Un univers sans frontières nous attire et nous encourage à poursuivre notre recherche. Mais pouvons-nous être sûrs que nous ne respecterons jamais les limites de la connaissance? Pas vraiment.



L'inflation impose une limitation fondamentale à la cognition - en particulier, à la cognition du passé. Il annule l'univers, détruisant toutes les informations sur les processus dynamiques précédents. L'expansion rapide de l'espace pendant l'inflation dilue considérablement le contenu de n'importe quelle région. Ainsi, elle, par exemple, pourrait effacer les traces de monopôles magnétiques, des particules qui, selon la théorie, dans l'Univers primitif auraient dû apparaître en grand nombre. Ce fut l'un des premiers avantages de l'inflation - la réconciliation de la théorie, qui implique une abondance de ces particules, avec le fait qu'elles sont absentes aujourd'hui. Mais en se débarrassant des incohérences, l'inflation efface une partie de notre passé.

Pire, cet effacement peut encore disparaître. Évidemment, nous vivons maintenant une période d'inflation différente. Des mesures fugitives de galaxies lointaines montrent que l'expansion de notre univers s'accélère plutôt qu'elle ne ralentit, ce qui serait observé si l'énergie gravitationnelle régnait dans la matière ou le rayonnement, et non dans l'espace vide. Jusqu'à présent, nous ne comprenons pas l'origine de cette énergie. Chacune des explications potentielles impose des restrictions sur le progrès des connaissances et même sur notre existence.

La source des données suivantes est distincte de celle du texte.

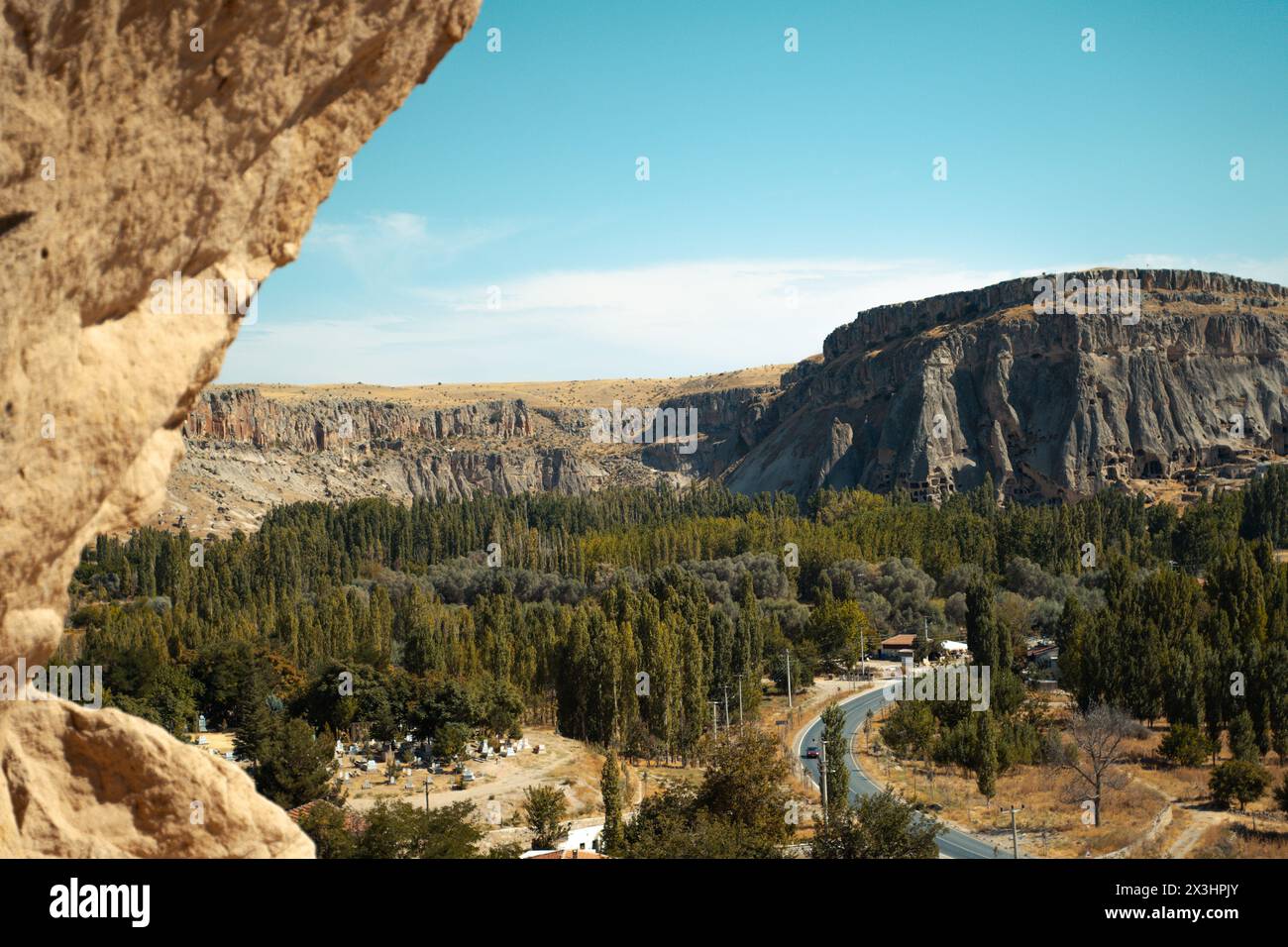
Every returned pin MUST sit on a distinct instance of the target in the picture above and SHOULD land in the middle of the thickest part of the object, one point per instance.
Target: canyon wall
(935, 395)
(141, 140)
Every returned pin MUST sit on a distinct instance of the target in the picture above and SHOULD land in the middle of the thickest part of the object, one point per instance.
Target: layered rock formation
(140, 141)
(932, 395)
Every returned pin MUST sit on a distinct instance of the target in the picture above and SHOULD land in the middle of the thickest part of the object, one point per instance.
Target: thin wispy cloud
(674, 318)
(378, 245)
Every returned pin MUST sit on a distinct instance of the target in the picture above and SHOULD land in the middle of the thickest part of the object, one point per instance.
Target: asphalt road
(952, 844)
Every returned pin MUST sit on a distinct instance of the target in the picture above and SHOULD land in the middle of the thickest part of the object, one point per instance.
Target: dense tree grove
(619, 616)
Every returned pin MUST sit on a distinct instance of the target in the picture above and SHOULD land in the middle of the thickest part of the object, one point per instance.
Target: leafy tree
(399, 830)
(1243, 738)
(1239, 781)
(837, 771)
(327, 826)
(1282, 795)
(610, 791)
(295, 766)
(451, 740)
(545, 808)
(879, 826)
(986, 763)
(1095, 753)
(1186, 745)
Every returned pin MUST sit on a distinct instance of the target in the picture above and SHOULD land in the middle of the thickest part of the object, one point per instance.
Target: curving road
(952, 843)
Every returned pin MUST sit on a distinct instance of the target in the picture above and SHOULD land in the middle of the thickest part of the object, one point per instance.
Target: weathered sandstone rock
(130, 151)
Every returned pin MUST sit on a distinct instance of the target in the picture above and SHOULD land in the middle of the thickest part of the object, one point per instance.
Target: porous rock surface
(132, 147)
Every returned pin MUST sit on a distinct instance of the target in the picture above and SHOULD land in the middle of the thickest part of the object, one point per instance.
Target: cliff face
(331, 423)
(934, 394)
(248, 453)
(146, 140)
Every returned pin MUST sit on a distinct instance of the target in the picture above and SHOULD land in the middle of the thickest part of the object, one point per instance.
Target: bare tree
(1095, 751)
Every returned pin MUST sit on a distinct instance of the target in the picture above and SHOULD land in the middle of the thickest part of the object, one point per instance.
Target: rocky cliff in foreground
(140, 140)
(932, 395)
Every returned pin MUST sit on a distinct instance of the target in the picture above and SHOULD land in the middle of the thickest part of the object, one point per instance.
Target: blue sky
(494, 228)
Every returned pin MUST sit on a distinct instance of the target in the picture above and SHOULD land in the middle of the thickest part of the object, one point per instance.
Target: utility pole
(789, 652)
(1016, 838)
(822, 771)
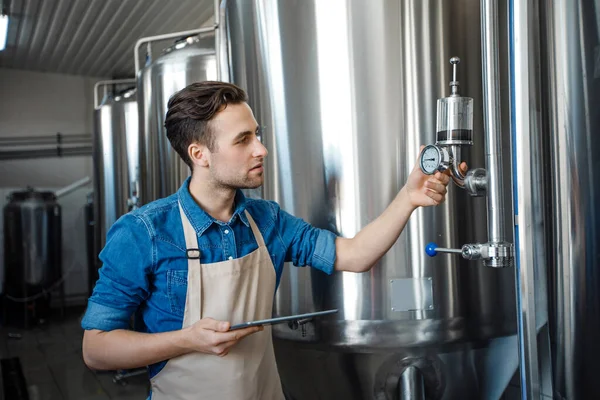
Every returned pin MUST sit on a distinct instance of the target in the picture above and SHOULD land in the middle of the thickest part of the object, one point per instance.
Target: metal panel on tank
(346, 92)
(189, 60)
(116, 161)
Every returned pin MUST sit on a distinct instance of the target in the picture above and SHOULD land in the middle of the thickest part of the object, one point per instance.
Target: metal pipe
(46, 153)
(174, 35)
(492, 120)
(44, 140)
(525, 260)
(411, 386)
(73, 186)
(108, 82)
(218, 38)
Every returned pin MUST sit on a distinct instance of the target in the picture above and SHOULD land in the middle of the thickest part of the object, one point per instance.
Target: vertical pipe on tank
(492, 120)
(523, 186)
(108, 82)
(411, 386)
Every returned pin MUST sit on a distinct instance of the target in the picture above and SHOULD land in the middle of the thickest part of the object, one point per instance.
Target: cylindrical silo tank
(116, 161)
(32, 254)
(346, 92)
(570, 73)
(189, 60)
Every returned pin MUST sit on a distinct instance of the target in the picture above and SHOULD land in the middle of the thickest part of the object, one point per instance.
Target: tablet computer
(279, 320)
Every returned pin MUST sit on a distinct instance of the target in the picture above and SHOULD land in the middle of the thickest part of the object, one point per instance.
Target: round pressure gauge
(433, 159)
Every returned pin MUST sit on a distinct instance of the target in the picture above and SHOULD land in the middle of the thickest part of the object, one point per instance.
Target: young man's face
(237, 159)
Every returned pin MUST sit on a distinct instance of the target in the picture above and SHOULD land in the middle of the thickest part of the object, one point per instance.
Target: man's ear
(199, 154)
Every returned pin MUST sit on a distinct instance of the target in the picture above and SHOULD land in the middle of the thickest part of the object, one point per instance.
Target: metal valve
(493, 254)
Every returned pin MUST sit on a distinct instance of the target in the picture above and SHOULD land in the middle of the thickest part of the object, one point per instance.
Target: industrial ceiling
(92, 37)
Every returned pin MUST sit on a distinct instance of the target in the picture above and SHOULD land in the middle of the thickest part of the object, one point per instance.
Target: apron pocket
(177, 290)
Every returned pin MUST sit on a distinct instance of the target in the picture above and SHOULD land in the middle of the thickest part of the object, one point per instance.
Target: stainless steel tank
(116, 161)
(32, 255)
(189, 60)
(346, 91)
(571, 87)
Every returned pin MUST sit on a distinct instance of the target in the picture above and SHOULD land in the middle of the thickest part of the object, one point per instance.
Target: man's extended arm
(361, 252)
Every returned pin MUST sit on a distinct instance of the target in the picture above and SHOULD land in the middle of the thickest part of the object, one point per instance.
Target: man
(192, 264)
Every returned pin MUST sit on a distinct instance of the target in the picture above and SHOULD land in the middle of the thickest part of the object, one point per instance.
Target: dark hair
(191, 109)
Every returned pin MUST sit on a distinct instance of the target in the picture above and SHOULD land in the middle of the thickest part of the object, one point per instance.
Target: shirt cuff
(324, 254)
(104, 318)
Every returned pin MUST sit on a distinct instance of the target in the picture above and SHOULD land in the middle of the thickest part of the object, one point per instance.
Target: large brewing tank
(346, 92)
(189, 60)
(32, 253)
(116, 161)
(571, 87)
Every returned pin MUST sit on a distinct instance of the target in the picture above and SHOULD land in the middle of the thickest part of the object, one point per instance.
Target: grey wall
(33, 103)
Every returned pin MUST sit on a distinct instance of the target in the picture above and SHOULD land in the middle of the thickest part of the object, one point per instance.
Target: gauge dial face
(430, 159)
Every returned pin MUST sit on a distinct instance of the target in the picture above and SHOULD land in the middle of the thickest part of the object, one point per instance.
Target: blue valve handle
(431, 249)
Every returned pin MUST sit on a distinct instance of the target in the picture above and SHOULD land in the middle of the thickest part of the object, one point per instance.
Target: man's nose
(260, 150)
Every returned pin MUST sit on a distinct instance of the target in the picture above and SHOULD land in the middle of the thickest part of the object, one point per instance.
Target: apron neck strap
(257, 235)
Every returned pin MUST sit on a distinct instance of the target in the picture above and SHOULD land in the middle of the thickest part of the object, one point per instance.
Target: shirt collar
(199, 218)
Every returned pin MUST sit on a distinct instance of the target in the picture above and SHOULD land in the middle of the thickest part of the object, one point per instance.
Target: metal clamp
(476, 182)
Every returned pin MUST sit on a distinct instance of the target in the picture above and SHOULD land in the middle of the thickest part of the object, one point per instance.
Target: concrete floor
(53, 367)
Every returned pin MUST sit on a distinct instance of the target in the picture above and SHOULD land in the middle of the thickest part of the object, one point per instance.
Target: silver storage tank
(189, 60)
(346, 91)
(32, 254)
(571, 89)
(116, 161)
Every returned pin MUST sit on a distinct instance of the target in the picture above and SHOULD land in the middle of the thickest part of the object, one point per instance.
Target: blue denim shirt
(145, 266)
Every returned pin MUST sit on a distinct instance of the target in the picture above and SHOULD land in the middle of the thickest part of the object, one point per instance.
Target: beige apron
(237, 291)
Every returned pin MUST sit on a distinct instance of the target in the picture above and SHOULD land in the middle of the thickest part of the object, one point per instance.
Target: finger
(444, 177)
(223, 349)
(436, 197)
(214, 325)
(435, 180)
(238, 334)
(436, 187)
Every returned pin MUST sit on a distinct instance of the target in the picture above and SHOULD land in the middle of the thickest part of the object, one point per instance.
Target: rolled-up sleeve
(306, 245)
(123, 284)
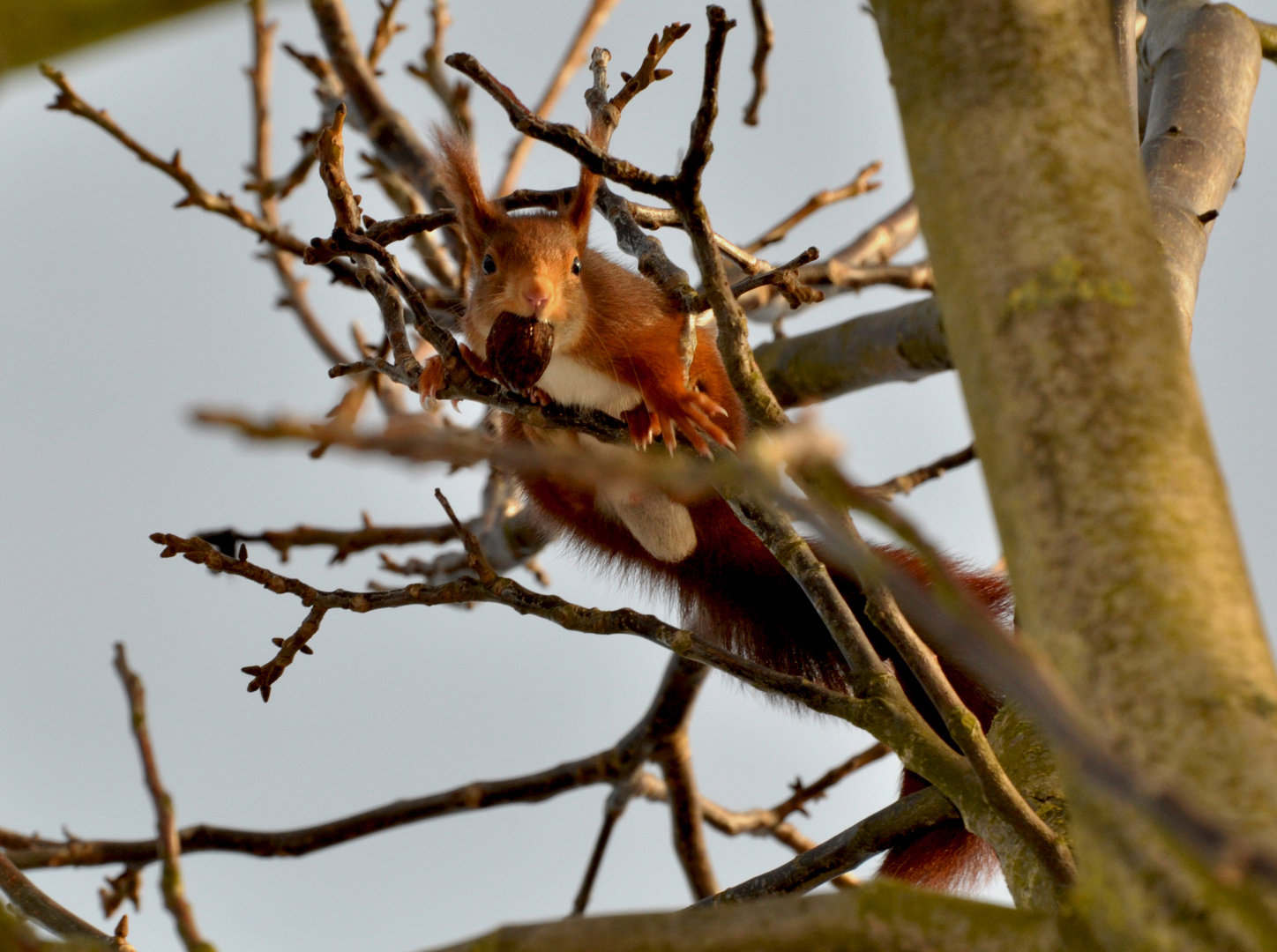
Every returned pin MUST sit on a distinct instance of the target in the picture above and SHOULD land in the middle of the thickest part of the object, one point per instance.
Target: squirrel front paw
(643, 425)
(430, 381)
(691, 413)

L'énergie de l'espace vide peut soudainement disparaître si l'Univers subit soudainement une sorte de transition de phase, la version cosmique de la condensation de vapeur en eau liquide. Si cela se produit, la nature des forces fondamentales peut changer et toutes les structures visibles pour nous, à commencer par les atomes, peuvent devenir instables ou disparaître. Et nous disparaîtrons avec tout le reste.

Mais même avec une expansion continue, notre avenir est plutôt terne. En moins de 2 billions d'années - selon les normes des gens, c'est long, mais pas selon les normes de l'espace - le reste de l'univers disparaîtra de notre champ de vision. Tous les observateurs apparaissant sur des planètes autour d'étoiles dans ce futur lointain décideront qu'ils vivent dans une seule galaxie entourée d'un espace vide sans fin, sans aucun signe d'accélération et même de preuve du Big Bang. Tout comme nous avons perdu les monopoles, ils ne pourront pas voir l'histoire que nous connaissons (bien sûr, ils peuvent avoir accès à des phénomènes observables que nous ne voyons pas jusqu'à présent, donc nous ne devrions pas être prétentieux pour l'instant).

Dans tous les cas, vous devriez profiter de notre peu de temps sous le soleil et étudier ce que nous pouvons pendant que nous le pouvons. Apprenez plus diligemment, diplômés!